Éolien en mer : un énorme appel d'offres lancé en 2025, annonce Emmanuel Macron

par J.F avec AFP
Publié le 28 novembre 2023 à 17h04

Source : JT 20h Semaine

Emmanuel Macron a annoncé ce mardi le lancement d'un énorme appel d'offres en 2025 pour l'installation de parcs éoliens en mer.
Grâce à cette énergie, le président espère produire 10 gigawatts en 2035, et atteindre la production de 45 gigawatts en 2050.
Il a évoqué "près de 200 millions d'euros" d'investissements pour que la France "soit un des leaders dans l'éolien flottant".

Emmanuel Macron veut faire de l'éolien en mer la deuxième source de production d'électricité après le nucléaire. Ce mardi aux assises de l'économie de la mer, le président de la République a annoncé que le gouvernement lancerait un énorme appel d'offres en 2025 pour l'installation de parcs éoliens en mer dans le but de produire 10 gigawatts (GW) en 2035, soit l'équivalent de la consommation annuelle électrique de 10 millions de foyers.

Aujourd'hui la France compte 8 GW de parcs offshore installés ou en projet, "en 2025, on va déjà lancer dix gigawatts, c'est à dire une dizaine de parcs qui entreront en vigueur en 2030-2035", a déclaré le chef de l'État.
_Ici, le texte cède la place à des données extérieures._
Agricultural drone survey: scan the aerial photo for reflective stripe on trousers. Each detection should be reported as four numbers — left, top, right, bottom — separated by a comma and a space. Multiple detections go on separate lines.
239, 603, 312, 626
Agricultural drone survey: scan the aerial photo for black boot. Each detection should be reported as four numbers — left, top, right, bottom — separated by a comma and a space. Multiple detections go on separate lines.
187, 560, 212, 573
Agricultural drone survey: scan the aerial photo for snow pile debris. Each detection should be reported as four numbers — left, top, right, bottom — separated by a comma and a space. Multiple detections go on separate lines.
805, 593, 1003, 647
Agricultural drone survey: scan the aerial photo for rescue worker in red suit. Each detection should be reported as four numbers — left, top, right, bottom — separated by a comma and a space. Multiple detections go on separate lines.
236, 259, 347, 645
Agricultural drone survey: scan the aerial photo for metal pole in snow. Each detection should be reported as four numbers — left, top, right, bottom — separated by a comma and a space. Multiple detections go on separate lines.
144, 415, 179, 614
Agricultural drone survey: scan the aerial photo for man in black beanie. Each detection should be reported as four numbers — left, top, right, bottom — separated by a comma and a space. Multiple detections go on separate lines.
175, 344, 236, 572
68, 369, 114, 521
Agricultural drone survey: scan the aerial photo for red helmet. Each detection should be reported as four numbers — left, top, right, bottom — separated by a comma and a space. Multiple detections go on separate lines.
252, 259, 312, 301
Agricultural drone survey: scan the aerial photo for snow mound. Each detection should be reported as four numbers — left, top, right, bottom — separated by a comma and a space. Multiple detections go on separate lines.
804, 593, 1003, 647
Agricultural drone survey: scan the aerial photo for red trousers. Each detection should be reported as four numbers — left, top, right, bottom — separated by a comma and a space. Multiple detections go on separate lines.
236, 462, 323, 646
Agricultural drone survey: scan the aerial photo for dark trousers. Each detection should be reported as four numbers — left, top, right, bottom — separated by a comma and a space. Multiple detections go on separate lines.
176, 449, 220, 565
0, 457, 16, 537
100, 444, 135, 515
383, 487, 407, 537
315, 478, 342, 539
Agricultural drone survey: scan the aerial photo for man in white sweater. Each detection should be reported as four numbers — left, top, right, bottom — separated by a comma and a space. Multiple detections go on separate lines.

L'objectif est d'atteindre 45 GW en 2050. "On aura déjà de la visibilité", "c'est la première étape" avec 18 gigawatts installés en "2035", "et puis la suite jusqu'en 2050", a dit Emmanuel Macron. Il a évoqué notamment "près de 200 millions d'euros" d'investissements pour que la France "soit un des leaders dans l'éolien flottant".

L'appel d'offres de 10 GW sera lancé à l'issue d'un débat public - ouvert jusqu'au 26 avril - destiné à identifier les sites sur lesquels seront installés une cinquantaine de parcs. L'objectif est d'établir des zones précises d'implantation aussi bien en Méditerranée qu'en Atlantique, Manche et mer du Nord. "On met toutes les cartes sur la table, on s'engueule une bonne fois pour toutes, de manière franche, et on évite de le faire au bout de cinq ans ou dix ans de projets", a déclaré le chef de l'État, conscient que l'éolien divise dans le pays et suscite des débats passionnés.

Des milliers d'emplois et 2,5 milliards d'euros de recettes

Le président a affirmé que l'éolien en mer allait générer des "milliers d'emplois" pendant la construction, et rapporter 2,5 milliards d'euros de recettes "entre 2023 et 2035", qui permettront de "financer nos priorités". "Un tiers ira pour la pêche et donc je le dis pour nos pêcheurs : l'éolien en mer va nous permettre de financer 700 millions d'euros pour la pêche", a-t-il plaidé. Il a insisté pour faire en sorte d'éviter d'importer des éoliennes produites depuis "l'autre bout du monde", notamment en Chine et en Asie, au nom de la "souveraineté industrielle".

Il a aussi évoqué le lancement rapide, au cap de la Hague, dans la Manche, d'un "projet pilote pour essayer de repartir sur la bataille de l'hydrolien", "avec un soutien inédit de l'État de 65 millions d'euros". L'hydrolien consiste à utiliser les courants marins pour produire de l'énergie.

"La mer est au cœur de cette problématique de la souveraineté (...) C'est la souveraineté énergétique, alimentaire et d'infrastructure", a-t-il plaidé, après avoir déjà vanté lundi la mer comme un lieu "de puissance" lors de l'inauguration du Musée rénové de la marine à Paris.